American polar pilot and explorer.

Born in Hatton, North Dakota, in a family of Norwegian immigrants. His interest in aviation was manifested as a child. After the US entered World War I, Eielson got a chance to become a military pilot. He learned how to fly a plane in the US Air Force, and in January 1918 he was enrolled in the newly formed Air Force Corps. The First World War ended when Eielson underwent flight training. The end of the war reduced the US need for military pilots, but Eielson, not wanting to part with the flights, organized a flight club in Hatton with his friends.

After the war, he enrolled at Georgetown Law School (now Georgetown University) in Washington, worked part-time as a police officer at the Capitol, where he met with Daniel Sutherland, a congressional delegate from Alaska who called him to Alaska to teach there in high school.

In 1921, he made the first airmail flight in Alaska from Fairbanks to McGrath at 4 o'clock, while teams with sled dogs made this distance in 20 days. In addition, he made the first airmail flight from Atlanta to Jacksonville (Florida) in 1926.

Eielson received great fame as a pilot who flew the first aircraft that flew over the Arctic Ocean, with Australian explorer Hubert Wilkins on board in April 1928. The flight from Barrow to Svalbard over a distance of 3540 km (2200 miles) took 20 hours. The main objective of the flight was to establish whether there really are any islands between Alaska and the North Pole. In the summer of 1928–1929, Eielson and Wilkins conducted an aerial survey of the Antarctic, discovering several unknown islands.
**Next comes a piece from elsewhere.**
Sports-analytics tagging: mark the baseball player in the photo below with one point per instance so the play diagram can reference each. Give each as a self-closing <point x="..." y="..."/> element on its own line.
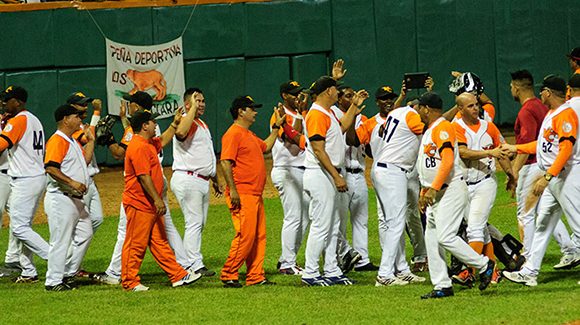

After returning from an arctic flight, Eielson was asked to head Alaska Airlines, a subsidiary of the America Aviation Corporation. Eielson died with his mechanic, Count Borland, in a plane crash on November 9, 1929 in Siberia while attempting to evacuate people and cargo from Nanook, a cargo ship caught in ice captivity at Nord-Kapp (now Cape Otto Schmidt).

An airbase, an observation post in Denali National Park, the campus of the University of Alaska at Fairbanks, a peak in West Central Alaska Ridge, an elementary school at the Grand Forks base in North Dakota, the oldest at Eielson base and an average in Fargo (North Dakota ).

During his lifetime he won the Roughrider Award and the Harmon Trophy. In 1985, he entered the National Aviation Hall of Fame in Dayton, Ohio.

He was buried in the USA, North Dakota, Hatton, Trail County, St. John's Cemetery.

Cape on the west side of Wilkins Cove on the north shore of Isfiord,  West Svalbard Island.